Пришла Валя с подносиком, на котором были кроме всего прочего рукодельные салфетки.
— Девчонки?! — воскликнул Валера, рассматривая салфетку.
— Они, — ответила довольная Валя, — они знаешь как рисуют?
Валера насупился, расправил салфетку на столе, прихлопнул по ней ладонью:
— Мы поговорим еще, Валюш. Краски отбери. Какое время переживаем, — раздраженно сказал он, — время тыка-имя слепых котят во все углы. То в моду! А что мода? Мода есть скрывание недостатков, есть разорение отдельных за счет приобщения к стаду. Искусство! Наплодили школ, добились, что все могут башку Сократа срисовать, ему-то, может, так и надо, но они и до Платона доберутся! Краски им! А если б отец Отелло играл, в Дездемоны бы запросились?
Не стесняясь меня, Валя разревелась.
Я засобирался. Валера пошел меня провожать. В лифте он, будто и не было ничего, продолжал говорить:
— А не смогу, туда мне и дорога. Вдруг я ударился о потолок своих возможностей? Поднатужиться? В искусстве натуга вылезет в любую щель и о себе заорет.
Мы сели на детской площадке под фанерный раскрашенный грибок.
— Знаешь, куда мне сейчас хочется? — спросил Валера.
— Знаю.
Он засмеялся:
— Да, в Великий Устюг. Да, брат, три города великих: Ростов, Новгород и Устюг. А Василий Михайлович каков! И Аниска. Говорил тебе Васька, рассказывал, как его на Севере заставляли золото копать? А он говорит: я его не закапывал. Прямо как в анекдоте про бичей. «Что ты можешь?» — бича спрашивают. Он говорит: «Могу копать», — «А еще что можешь?» — «Могу не копать». — И невесело засмеялся. — Нагляделся я. Вообще, что это за веяние моды — хождение в народ? Босяки — те же бичи, только не хватает на них Горького да ореола романтики. А так… а! С Любой в Устюге в ЛТП ходил? Говорила тебе, что я ее травмировал насмерть?

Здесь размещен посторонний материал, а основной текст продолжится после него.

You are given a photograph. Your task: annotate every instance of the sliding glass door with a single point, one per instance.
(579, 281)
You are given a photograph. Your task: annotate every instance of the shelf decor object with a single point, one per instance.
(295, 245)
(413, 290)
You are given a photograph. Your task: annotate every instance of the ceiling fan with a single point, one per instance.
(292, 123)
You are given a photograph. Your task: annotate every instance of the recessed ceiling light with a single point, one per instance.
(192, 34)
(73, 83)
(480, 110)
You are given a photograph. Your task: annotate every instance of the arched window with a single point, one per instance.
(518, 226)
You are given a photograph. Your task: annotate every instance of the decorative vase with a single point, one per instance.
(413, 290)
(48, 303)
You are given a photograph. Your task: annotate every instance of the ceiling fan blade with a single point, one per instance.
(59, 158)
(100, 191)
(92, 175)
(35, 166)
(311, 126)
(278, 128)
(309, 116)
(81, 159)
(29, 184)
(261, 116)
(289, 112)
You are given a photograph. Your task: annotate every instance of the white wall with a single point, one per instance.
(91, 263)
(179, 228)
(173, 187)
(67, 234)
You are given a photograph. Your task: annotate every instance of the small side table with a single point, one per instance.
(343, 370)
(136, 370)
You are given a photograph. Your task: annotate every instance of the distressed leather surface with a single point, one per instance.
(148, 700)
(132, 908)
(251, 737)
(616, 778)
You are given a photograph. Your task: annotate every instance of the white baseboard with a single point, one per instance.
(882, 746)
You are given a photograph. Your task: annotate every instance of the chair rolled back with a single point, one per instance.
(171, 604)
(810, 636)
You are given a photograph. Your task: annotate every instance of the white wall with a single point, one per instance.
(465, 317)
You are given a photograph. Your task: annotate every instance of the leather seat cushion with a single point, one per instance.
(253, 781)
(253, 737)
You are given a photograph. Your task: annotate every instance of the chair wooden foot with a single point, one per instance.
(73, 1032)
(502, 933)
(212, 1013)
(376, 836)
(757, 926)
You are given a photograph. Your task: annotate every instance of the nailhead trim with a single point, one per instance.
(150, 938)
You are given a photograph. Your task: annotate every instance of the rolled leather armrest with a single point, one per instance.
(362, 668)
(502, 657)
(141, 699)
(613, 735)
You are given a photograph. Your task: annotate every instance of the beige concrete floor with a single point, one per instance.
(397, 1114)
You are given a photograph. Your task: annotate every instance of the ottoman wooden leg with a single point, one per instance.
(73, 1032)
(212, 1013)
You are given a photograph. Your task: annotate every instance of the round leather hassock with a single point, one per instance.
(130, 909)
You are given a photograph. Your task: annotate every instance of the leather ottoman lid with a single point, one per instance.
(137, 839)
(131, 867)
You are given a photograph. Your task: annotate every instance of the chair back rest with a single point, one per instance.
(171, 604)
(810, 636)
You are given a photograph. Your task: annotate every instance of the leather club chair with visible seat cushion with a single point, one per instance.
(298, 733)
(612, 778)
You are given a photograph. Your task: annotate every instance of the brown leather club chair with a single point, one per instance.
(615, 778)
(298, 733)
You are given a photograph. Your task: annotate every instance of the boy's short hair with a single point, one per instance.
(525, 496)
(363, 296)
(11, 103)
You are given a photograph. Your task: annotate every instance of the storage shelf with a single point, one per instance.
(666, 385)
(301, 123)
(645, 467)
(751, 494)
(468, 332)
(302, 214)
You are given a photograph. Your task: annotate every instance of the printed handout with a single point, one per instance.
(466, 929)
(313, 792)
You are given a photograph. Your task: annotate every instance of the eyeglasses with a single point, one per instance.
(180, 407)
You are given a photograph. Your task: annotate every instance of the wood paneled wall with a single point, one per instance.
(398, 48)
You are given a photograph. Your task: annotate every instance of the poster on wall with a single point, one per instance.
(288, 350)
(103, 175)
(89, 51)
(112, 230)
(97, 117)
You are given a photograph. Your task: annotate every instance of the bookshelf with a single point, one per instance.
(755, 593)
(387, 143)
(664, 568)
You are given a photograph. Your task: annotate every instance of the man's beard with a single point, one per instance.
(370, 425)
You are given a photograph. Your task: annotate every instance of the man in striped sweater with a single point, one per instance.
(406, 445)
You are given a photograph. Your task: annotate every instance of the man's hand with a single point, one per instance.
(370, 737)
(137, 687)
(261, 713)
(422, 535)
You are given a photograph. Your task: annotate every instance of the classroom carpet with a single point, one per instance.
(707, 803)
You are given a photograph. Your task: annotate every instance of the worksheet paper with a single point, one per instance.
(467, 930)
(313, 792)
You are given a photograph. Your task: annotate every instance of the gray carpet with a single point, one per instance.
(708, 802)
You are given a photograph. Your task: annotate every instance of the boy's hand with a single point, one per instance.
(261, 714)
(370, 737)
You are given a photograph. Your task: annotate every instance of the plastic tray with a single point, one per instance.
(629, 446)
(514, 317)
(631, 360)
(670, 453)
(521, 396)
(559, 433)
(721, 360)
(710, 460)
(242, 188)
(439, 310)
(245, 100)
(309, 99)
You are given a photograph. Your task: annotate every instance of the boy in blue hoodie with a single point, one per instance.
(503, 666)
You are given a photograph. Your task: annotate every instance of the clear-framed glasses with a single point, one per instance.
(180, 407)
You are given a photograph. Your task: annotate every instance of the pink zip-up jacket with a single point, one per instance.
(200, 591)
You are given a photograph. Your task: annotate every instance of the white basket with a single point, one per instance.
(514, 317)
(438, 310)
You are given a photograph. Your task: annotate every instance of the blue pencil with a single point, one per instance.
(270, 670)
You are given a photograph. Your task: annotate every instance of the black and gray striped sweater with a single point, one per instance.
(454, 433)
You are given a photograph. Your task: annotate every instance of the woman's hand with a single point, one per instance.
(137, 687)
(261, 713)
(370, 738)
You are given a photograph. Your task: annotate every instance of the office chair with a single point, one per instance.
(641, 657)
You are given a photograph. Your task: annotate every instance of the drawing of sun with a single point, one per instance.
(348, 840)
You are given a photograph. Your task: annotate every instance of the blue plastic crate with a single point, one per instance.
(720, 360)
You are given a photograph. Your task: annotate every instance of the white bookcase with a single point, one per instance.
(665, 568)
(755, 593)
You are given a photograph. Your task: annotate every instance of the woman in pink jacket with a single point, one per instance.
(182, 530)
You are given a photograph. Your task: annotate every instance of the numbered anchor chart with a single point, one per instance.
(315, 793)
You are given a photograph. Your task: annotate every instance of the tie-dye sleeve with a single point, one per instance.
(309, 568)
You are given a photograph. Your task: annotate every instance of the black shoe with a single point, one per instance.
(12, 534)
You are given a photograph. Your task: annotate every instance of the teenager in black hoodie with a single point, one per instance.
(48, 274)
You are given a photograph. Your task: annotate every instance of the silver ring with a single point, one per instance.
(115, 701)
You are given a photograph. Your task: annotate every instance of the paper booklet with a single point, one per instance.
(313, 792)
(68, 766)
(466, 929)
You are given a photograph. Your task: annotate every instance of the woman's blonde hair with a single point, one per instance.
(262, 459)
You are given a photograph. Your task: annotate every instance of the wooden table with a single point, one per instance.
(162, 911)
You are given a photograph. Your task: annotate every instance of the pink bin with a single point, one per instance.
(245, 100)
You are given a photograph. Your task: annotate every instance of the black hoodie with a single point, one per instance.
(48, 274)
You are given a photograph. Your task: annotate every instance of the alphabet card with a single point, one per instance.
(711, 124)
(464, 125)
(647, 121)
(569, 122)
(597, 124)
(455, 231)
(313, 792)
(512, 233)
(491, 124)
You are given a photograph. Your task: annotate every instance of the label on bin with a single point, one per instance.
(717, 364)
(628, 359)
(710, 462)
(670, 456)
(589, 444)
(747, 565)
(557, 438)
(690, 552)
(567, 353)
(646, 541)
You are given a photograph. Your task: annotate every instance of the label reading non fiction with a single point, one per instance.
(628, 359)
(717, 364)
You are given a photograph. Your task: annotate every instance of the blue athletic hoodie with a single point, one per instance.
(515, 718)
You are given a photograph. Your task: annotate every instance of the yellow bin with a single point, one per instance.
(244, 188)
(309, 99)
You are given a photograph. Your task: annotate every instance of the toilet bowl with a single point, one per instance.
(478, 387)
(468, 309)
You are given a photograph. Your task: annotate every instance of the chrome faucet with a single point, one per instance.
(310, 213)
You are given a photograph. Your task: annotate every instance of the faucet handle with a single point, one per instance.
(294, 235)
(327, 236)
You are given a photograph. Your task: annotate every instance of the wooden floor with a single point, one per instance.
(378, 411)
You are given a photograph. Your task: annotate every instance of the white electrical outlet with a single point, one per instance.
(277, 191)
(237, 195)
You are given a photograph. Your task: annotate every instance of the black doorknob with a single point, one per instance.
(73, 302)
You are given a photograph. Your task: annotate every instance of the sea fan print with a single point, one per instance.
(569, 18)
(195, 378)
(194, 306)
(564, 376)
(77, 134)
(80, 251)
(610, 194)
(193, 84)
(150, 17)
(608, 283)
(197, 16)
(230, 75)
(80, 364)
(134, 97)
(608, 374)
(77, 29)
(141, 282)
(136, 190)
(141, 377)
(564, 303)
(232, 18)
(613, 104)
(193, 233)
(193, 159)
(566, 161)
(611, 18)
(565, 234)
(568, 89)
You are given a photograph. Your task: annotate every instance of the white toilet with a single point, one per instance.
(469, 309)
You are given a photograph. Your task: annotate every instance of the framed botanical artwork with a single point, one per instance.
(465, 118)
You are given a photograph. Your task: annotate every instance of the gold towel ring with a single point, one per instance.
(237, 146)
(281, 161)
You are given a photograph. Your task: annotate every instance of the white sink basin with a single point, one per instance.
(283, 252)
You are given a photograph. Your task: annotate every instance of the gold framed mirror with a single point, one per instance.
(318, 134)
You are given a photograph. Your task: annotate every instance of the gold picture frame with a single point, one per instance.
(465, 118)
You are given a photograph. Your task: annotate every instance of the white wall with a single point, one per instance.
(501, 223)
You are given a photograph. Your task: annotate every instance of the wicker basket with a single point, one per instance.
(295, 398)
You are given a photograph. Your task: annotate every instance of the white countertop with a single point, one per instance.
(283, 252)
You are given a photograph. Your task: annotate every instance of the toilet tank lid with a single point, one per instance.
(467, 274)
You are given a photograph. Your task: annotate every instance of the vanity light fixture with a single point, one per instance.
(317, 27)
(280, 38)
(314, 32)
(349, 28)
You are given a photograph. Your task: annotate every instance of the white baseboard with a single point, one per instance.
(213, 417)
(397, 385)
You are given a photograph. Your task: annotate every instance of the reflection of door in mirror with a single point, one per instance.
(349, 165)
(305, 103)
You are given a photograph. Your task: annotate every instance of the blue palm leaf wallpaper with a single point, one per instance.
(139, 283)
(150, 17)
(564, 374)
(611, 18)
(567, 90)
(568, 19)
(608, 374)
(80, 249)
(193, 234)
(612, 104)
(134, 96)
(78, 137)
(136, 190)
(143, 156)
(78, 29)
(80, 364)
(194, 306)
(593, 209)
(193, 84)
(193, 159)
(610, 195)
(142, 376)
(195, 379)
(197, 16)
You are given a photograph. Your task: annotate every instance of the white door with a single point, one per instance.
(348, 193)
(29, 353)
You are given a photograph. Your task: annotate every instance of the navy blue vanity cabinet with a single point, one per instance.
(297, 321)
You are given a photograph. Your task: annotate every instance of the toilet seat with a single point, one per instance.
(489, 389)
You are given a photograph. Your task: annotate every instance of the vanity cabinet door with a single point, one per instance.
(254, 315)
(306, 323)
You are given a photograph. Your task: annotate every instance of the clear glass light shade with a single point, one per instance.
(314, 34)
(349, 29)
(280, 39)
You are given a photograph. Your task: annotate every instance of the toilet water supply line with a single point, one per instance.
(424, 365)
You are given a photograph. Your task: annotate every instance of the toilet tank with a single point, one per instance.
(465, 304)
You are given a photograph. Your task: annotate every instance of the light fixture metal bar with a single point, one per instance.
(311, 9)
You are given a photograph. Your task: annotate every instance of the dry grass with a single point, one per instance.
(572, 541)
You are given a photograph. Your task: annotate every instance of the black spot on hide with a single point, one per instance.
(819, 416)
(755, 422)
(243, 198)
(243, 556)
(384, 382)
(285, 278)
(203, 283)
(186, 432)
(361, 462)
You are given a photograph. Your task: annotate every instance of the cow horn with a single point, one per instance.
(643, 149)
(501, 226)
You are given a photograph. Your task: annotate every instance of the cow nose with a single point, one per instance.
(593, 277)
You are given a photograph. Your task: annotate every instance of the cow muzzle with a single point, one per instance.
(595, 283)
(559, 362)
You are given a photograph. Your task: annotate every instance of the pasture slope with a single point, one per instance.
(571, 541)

Я коротко рассказал о поездке в Коромыслово. Валера, не желая поддерживать разговора о той яме с дровами, отшутился:
— «И в час ночной, ужасный час, когда гроза пугала вас, я убежал, о, я, как брат, обняться с бурей был бы рад…»
— Там теленок в той яме погиб. Тогда еще дети пропали, и я думал…
— А ведь я в самом деле дожил до мысли о бесследном уходе. Чтобы тело вскрывали — ужас! Да еще заключение — смерть от того-то. Ужас! Ой! Теперь дело прошлое. Вчера, представь, меня кто бы первым увидел — Таня. Увидела, дернулась, а разглядела — отпрянули. У женщин чутье на то, нужны они или нет. Не нужны! Все, все! Только Валя, только Валя! Ей надо отойти, отправить бы ее куда отдыхать. Так куда? Девчонки в школу пошли. Хоть бы к тебе после четвертого попали.
— Выучил уж одного, — невесело засмеялся я. — Вообще подождем, может, и Митя чему научится.
Подошла компания ребят. Попросили закурить. Но мы не курили.
— Митькины читатели, — кивнул Валера. — Вообще-то почему вдруг я сказал, что ему не о чем писать? Конечно, нас война задела, он и тут нас упрекнул, вы, говорит, промежуточное поколение между фронтовым и его, Митькиным. Сделала, говорит, сама жизнь нас нерешительными, а фронтовиков оставила в прошлом, так что вся надежа на ихнюю генерацию. Так хотя б, дураки, сообразили, что нечего им соваться в описания трудностей, они их не видели, для них трудность, если им какую-то глупость не дают вслух сказать, нм бы в состояние проникнуть, состояние писать. Состояние. От него все. Но им не написать, состояния-то они и не испытывали. Ладно, чего о Митьке, не пропащий он. Ну что, — сказал он после паузы, — Валя считает, что я перебесился. Побег от себя, кризис жанра. Тут мне Лина по телефону успела пролепетать, что может помочь напечатать мои — и твои, вместе ж занимались, она и тебя вяжет — изыскания о древности славян, сопоставления берестяных грамот и надмогильных надписей, глиняных дощечек. Как?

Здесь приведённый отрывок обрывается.